Haverhill city councilors previously heard resident input during a Citizens Outreach Committee meeting. (WHAV News file photograph.)

Click image for Haverhill City Council agenda.

A plan to ask the state legislature to mandate election of the City Council and School Committee mostly by wards moves forward Tuesday, more than two years after the issue gained new momentum and four months after Haverhill voters favored it.

Councilors are scheduled to vote on a plan recommended in January by the Mayor’s Task Force on Ward City Council and School Committee. Both the City Council and School Committee would expand to 11 members. Task Force members backed a plan to elect seven city councilors by ward and four citywide, or at-large. For School Committee, one member from each of the city’s seven wards and three citywide would eventually be elected to two-year terms. The mayor would remain the tiebreaker.

“The new electoral system will ensure more diverse representation from every part of the city, so power is not concentrated in just a few neighborhoods. And, it will encourage more people to run for office,” said Latino Coalition of Haverhill President Manuel Matias in a statement Friday.

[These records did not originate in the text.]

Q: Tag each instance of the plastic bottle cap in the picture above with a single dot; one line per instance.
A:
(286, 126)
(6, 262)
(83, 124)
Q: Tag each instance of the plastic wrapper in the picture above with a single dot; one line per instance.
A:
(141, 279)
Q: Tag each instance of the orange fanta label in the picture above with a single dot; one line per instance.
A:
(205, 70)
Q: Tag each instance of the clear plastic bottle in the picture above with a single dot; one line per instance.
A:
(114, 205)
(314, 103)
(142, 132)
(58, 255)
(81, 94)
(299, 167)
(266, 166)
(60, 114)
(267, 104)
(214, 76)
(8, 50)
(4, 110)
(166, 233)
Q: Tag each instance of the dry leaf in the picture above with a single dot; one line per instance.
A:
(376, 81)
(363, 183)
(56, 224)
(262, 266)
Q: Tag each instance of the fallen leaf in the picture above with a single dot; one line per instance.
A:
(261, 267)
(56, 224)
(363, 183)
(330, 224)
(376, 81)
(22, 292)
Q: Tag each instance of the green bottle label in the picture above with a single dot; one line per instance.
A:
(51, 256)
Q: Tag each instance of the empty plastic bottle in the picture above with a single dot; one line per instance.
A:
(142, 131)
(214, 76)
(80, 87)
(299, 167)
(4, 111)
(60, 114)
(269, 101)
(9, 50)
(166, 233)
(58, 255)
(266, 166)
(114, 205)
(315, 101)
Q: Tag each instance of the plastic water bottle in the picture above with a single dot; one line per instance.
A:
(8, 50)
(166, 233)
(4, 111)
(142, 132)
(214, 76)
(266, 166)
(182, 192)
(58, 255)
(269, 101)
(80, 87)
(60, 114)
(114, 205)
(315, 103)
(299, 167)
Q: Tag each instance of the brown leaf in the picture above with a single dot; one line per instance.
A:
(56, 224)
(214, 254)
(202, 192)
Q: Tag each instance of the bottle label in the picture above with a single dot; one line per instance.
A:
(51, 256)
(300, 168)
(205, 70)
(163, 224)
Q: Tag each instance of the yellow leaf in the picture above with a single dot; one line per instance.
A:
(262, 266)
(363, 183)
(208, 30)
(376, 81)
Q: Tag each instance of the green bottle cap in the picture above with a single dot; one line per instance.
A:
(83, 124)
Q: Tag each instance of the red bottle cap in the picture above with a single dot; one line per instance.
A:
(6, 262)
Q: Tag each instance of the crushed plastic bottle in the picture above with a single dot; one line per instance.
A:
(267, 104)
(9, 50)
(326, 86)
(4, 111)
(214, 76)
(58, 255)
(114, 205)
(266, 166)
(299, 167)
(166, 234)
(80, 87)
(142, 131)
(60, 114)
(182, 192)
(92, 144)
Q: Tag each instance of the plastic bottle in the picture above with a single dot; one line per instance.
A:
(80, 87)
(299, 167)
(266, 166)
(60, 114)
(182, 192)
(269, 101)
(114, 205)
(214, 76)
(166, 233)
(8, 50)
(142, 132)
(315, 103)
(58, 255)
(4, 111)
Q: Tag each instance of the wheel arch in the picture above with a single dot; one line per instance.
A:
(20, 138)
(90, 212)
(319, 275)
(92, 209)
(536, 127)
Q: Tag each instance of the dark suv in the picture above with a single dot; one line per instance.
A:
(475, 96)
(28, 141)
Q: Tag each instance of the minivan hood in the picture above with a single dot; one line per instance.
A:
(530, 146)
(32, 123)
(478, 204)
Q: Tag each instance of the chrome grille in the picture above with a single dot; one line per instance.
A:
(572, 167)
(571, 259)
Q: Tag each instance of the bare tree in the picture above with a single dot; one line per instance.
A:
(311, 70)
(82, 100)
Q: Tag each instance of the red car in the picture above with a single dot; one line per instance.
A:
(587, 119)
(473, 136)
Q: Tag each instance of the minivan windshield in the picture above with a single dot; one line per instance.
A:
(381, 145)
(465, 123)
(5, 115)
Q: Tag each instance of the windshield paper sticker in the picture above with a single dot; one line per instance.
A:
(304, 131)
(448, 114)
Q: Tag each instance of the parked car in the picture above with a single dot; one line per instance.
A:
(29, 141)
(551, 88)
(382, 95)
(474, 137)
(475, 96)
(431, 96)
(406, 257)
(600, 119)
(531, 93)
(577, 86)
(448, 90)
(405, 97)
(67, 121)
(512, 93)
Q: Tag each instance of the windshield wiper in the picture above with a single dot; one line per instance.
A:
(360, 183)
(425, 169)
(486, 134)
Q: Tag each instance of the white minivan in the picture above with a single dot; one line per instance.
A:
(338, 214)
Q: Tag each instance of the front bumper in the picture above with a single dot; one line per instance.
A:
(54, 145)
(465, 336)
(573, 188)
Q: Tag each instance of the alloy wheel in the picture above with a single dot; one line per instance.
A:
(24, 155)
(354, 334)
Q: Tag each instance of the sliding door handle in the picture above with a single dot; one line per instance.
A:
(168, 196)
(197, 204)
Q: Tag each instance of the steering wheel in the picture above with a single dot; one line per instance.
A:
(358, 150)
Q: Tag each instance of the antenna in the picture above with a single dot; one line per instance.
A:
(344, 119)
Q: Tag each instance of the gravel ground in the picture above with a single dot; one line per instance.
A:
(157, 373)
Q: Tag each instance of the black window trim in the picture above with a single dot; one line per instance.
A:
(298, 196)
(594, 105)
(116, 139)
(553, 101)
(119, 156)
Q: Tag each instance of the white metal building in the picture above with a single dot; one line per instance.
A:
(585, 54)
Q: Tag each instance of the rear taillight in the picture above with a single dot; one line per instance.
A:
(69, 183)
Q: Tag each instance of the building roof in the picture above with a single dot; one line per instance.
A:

Councilors will also consider delaying implementation of ward elections for the three School Committee members elected last fall to four-year terms. This would allow members Paul A. Magliocchetti, Richard J. Rosa and Maura L. Ryan-Ciardiello to complete their terms.

The Latino Coalition and Greater Haverhill Indivisible launched the current effort in January 2020 when it presented a forum, “Exploring the Possibility of Neighborhood Representation.” The forum, which also introduced the idea of electing both the School Committee and City Council by ward, became the most significant effort to alter the city charter in more than 50 years.

Greater Haverhill Indivisible members emailed city councilors this weekend, writing, “We urge you to vote “YES” on the New Hybrid Ward Based Electoral System and send it to the state legislature for final approval. Having a ward system will help Haverhill’s diversity, with policy implications in terms of fair distribution of city services to all neighborhoods.”

The group’s message adds, “Having a councilor and school committee member from each district that we can contact about the issues specific to our neighborhoods and someone who can voice our concerns on the Council will benefit all Haverhill residents. Since the welfare of each neighborhood is affected with the city services that we all share, including some at-large seats at the Council and School Committee will also ensure that issues that affect the larger community are taken into account.”

Last November, 65% of Haverhill voters backed the concept in two non-binding referendum questions on the ballot.

Last July, Boston-based Lawyers for Civil Rights made it clear publicly for the first time that it is working with Haverhill’s Latino Coalition when it sent a letter demanding change to the city’s methods of electing city councilors and School Committee members. The group’s litigation director, Oren Sellstrom, had served as a panelist during the 2020 Haverhill forum.

At the same forum, it was MassInc’s Ben Forman who planted the idea of also electing the School Committee by neighborhood. He pointed to research showing school committees in Gateway Cities do not reflect the same diversity as its student populations.

The Haverhill City Council meets at 7 p.m. remotely and in-person at the Theodore A. Pelosi Jr. Council Chambers, room 202, Haverhill City Hall, 4 Summer St., As a public service, 97.9 WHAV plans to carry the meeting live.